A last-minute lawsuit filed in federal court Tuesday by Protect Democracy, a nonprofit group, asked a judge to disqualify Kemp from counting or certifying ballots in the governor’s race. The plaintiffs, which include LaTosha Brown of Black Voters Matter and Atlanta City Councilwoman Jennifer Ide, claim that Kemp should not “be a judge in his own matter.”
Rashawn Fris voted for Abrams at the West Hunter Street Baptist Church in Atlanta Tuesday evening. The 40-year-old said his decision was motivated in part by Kemp’s refusal to step down as secretary of state during the campaign.
“It’s a definite conflict of interest. How are you running and you’re in charge of who’s able to vote? That’s crazy to me,” Fris said.
Voting hours were extended in three Gwinnett precincts that experienced technical issues and delays Tuesday.
At Anderson Livsey Elementary School in Snellville, Georgia, a polling place in Gwinnett County, voting machines shut down early Tuesday morning when the battery power supply to the machines ran out.
The Atlanta Journal-Constitution reported that the polling place did not have power cords to plug the machines into a power source.
In response to the delays, the NAACP filed several lawsuits Tuesday citing power outages and “mismanagement” at multiple polling places. A Fulton County superior court judge ordered three Fulton County precincts to extend their hours past the scheduled 7 p.m. closing time.
Polling places at Booker T. Washington High School, where election officials ran out of provisional ballots twice, and Morehouse College, where students who were registered to vote were reportedly not found on the voter rolls, were both forced to remain open until 10 p.m.
Pittman Park Recreation Center was ordered to stay open until 9 p.m. Until 11 a.m., the location had only three voting machines available, causing voters to wait for hours.
Fulton County Elections Director Richard Barron said at a press conference Tuesday that election staffers had entered the wrong registration number into the assignment, causing the county to send an incorrect number of voting machines. Five more voting machines were sent to the Pitman Park precinct around 11 a.m.

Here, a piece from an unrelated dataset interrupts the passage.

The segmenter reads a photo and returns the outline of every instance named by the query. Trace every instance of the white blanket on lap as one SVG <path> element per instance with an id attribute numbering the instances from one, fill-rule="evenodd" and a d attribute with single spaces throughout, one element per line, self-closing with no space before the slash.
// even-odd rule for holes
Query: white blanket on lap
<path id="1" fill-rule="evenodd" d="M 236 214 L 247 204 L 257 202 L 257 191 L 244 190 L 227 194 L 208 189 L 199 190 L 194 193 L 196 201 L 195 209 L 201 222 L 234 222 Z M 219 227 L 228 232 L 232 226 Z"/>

Rev. Jesse Jackson called the mistake “a classic example of voter suppression” in a statement on Facebook and went to the precinct to encourage voters to stay in line.
“We won’t allow anyone to steal our rights or our democracy,” Jackson said.
But by mid-day, many precincts received extra voting machines, technical issues were smoothed out, and long lines began to dissipate.
Curtis Duncan, a 37-year-old senior center program director, voted in Rockdale County around 3 p.m. and said he only had to wait five minutes to vote.
He said he was “disappointed” at the delays in other counties, “especially knowing the importance of this, and any other, election.”
“We’ve got to do better,” Duncan said.